When interacting with others in that state, their agitation will be apparent and relevant to those with whom they interact. Sometimes, saying “calm down” is the result of trying to get someone to speak slowly enough to understand what is being said so that assistance can be provided (a 911 operator would be a go-to example of this scenario). In most cases, however, the phrase “calm down” is not dealing with that sort of a situation. Usually it has a far more nefarious and even hurtful undertone.

“Calm down” can frequently imply that it is the agitated person’s responsibility to force themselves to act in a manner contrary to how they feel. It also indicates that the second person does not place the same value on the situation which has caused the person’s state of unrest, which can imply that the person is a poor judge of a situation, or that assistance will not be provided because the two people cannot agree on the proper value to place on that situation, resulting in further agitation. The person has basically been told, “I don’t care about what’s bothering you, I’m not going to help you resolve the matter, and further interaction requires you to act in a manner contrary to your feelings right now”. When phrased this way, it is far more apparent why saying “calm down” is not the way to diffuse a situation.

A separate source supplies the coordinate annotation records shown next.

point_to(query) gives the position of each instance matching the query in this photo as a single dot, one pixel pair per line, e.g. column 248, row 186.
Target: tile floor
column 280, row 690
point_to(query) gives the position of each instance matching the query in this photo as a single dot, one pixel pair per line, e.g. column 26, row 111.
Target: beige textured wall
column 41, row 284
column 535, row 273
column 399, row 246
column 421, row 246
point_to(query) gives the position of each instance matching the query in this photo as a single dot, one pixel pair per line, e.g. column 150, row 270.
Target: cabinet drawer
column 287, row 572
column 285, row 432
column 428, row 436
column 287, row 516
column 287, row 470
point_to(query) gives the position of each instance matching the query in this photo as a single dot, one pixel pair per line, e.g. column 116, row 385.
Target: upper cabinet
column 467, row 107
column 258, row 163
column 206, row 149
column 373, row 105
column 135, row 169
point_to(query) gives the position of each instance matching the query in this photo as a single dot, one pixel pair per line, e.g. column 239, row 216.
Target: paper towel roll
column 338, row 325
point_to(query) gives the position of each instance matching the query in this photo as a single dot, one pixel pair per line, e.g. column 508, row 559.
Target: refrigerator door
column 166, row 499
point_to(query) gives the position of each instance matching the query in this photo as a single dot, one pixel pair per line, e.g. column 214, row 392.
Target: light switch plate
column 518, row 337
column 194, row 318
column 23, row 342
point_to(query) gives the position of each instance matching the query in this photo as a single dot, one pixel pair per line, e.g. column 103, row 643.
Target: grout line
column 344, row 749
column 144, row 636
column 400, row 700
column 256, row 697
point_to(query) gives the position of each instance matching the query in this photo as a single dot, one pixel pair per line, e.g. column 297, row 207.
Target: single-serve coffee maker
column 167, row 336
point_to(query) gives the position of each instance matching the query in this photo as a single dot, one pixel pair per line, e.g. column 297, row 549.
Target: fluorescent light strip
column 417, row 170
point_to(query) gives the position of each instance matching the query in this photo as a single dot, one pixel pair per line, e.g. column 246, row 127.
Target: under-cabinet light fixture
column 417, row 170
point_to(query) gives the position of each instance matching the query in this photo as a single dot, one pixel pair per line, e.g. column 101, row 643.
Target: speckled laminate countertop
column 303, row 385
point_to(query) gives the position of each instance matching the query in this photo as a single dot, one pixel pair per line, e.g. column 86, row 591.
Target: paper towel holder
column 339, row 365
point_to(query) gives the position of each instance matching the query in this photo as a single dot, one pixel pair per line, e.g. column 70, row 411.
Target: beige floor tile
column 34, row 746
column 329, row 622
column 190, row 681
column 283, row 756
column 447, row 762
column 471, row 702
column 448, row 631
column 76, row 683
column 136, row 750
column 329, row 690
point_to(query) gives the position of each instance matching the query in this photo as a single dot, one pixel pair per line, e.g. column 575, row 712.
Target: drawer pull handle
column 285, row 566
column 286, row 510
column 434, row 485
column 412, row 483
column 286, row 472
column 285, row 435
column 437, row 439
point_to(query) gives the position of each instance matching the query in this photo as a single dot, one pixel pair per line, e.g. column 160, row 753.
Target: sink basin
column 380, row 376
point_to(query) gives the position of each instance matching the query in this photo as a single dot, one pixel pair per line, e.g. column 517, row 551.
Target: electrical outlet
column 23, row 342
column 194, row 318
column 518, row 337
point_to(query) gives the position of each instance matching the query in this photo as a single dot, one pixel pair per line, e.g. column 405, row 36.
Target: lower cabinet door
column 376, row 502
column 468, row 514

“So what do we say instead, Joey?” I thought you’d never ask. “What’s wrong” is usually a good start – it implies that you are listening to what’s troubling the other person. If you’re unable to help, say so, but make it clear that it’s because you’re unable to, rather than unwilling. If you are able to help, be sure to ask first – imposing help upon someone who doesn’t desire it will likely become more agitated because their assessment of the situation is such that the complexity has increased, rather than decreased. Sometimes, having a platform on which to state the problem out loud is enough – think about the times when a joke “sounded better in your head”, and consider that the phenomenon of something being more clear when being spoken aloud happens in other situations as well. The brain uses different sections for speech, which is why speaking aloud can greatly assist in solving the problem. Finally, even if you assess a problem to be far less urgent than the person speaking, ensure they know you are not simply dismissing it, but have given it actual thought and consideration yourself. It may not help in the moment, but it will ultimately assist in the relationship as a whole.

 

Keep calm, and carry on.

1 thought on ““Calm Down”

  1. I agree that it’s often misused. When the EMT’s or Police Officers say it, it’s usually not said by itself. Normally it’s immediately followed (or preceded) by other words like “we’re here” “we’ve got you” “you’re okay now” or “what happened?”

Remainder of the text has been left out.